La segunda anécdota es íntima y ligeramente vergonzosa. Imagínense una tarde cercana a Navidad y a mí con el carrito de un supermercado rebosante de comida. Imagínense que dejan un momento el coche en mitad del paso del aparcamiento subterráneo de un conocido centro comercial y que se les quedan dentro las llaves y el móvil. Imagínense que, para más desgracia, están bloqueando la salida a dos vehículos y que la dueña de uno de ellos debe salir inmediatamente por un asunto médico. Imagínense que llaman a los Mossos d'Esquadra para que le abran la puerta del vehículo pero estos no acuden hasta tres horas más tarde porque, lógicamente, tienen cosas más importantes que hacer que abrir puertas de tarados que se dejaron las llaves dentro y la compra fuera. Imagínense que, en el colmo de las desdichas, todo esto ocurre delante de la máquina validadora del tiquet del aparcamiento, de modo que todos y cada uno de los conductores tienen la ocasión de dedicarle bonitos adjetivos calificativos mientras tratan de pasar.

La cosa tuvo solución, claro, pero necesitamos varias horas y grandes dosis de paciencia. La propietaria del coche bloqueado pasó por todos los estados de ánimo: del enfado a la rabia, la comprensión, la impotencia y la resignación. Cuando ya solo esperábamos a que alguien nos salvara, nos entregamos a la conversación. Resultó tan agradable que llegamos a intercambiar teléfonos.
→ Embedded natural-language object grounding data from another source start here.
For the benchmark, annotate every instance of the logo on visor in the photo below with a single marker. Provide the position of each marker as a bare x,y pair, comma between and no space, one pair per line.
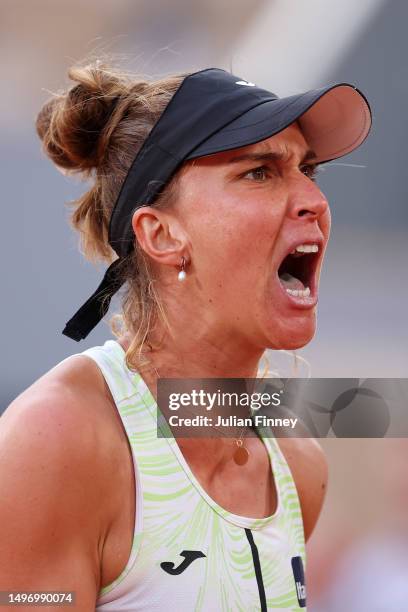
247,83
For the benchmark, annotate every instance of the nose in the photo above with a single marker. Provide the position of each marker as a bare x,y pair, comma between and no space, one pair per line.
306,200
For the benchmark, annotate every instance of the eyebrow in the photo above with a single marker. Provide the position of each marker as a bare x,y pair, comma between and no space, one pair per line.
270,156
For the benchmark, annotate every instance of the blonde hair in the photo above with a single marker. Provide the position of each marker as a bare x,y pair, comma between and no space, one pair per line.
95,129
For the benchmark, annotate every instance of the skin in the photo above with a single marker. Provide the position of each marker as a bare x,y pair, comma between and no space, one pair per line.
69,516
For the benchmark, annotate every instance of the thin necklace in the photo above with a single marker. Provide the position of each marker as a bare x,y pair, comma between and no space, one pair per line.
241,453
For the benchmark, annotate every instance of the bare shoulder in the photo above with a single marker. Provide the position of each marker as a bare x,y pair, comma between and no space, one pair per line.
58,455
309,468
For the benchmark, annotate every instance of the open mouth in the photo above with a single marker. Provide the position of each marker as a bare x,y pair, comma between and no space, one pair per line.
297,271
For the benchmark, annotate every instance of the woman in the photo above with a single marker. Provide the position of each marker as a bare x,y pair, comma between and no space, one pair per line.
204,203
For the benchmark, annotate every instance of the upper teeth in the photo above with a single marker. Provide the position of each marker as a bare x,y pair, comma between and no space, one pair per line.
306,248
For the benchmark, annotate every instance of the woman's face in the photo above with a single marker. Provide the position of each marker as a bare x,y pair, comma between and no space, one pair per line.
244,211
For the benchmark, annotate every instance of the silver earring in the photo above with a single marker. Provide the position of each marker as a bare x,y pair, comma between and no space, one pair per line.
182,274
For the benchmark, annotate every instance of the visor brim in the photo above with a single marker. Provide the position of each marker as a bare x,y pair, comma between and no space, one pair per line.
334,121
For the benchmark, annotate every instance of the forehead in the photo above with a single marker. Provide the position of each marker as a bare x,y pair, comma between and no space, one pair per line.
289,143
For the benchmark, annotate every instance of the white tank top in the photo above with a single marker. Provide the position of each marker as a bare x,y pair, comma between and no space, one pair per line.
189,554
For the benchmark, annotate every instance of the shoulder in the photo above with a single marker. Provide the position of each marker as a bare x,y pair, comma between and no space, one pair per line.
61,435
309,468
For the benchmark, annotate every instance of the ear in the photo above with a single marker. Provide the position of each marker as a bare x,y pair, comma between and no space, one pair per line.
160,235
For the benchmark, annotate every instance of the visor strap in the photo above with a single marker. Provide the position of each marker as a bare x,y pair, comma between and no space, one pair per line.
94,309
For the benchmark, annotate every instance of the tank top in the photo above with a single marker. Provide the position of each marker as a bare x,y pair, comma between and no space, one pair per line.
188,553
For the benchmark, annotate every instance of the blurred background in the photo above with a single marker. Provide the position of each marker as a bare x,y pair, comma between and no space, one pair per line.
358,554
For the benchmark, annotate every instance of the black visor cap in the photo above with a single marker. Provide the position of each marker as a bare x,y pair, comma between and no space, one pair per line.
334,120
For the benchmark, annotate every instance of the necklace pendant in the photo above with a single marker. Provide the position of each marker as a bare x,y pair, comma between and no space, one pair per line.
241,455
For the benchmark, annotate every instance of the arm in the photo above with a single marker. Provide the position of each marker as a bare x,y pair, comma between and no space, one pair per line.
50,528
309,469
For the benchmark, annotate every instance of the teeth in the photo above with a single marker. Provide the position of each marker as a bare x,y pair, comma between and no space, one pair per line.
305,248
299,292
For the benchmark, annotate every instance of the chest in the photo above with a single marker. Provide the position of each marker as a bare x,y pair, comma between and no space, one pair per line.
248,490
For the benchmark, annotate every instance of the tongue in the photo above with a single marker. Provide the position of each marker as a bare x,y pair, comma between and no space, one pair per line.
291,282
Después de recitar el mío le dije, para que apuntara: Y me llamo Care. Ah, saltó ella, ¿como la escritora? Mi nombre es poco común. Por eso afirmé: «Yo soy la escritora». La señora dio un respingo. La tarde acabó bien para todos.

Fue una suerte que la señora del coche bloqueado fuera una lectora. No mía. Una lectora, a secas. Decididamente, la vida sin literatura sería un lugar inaguantable.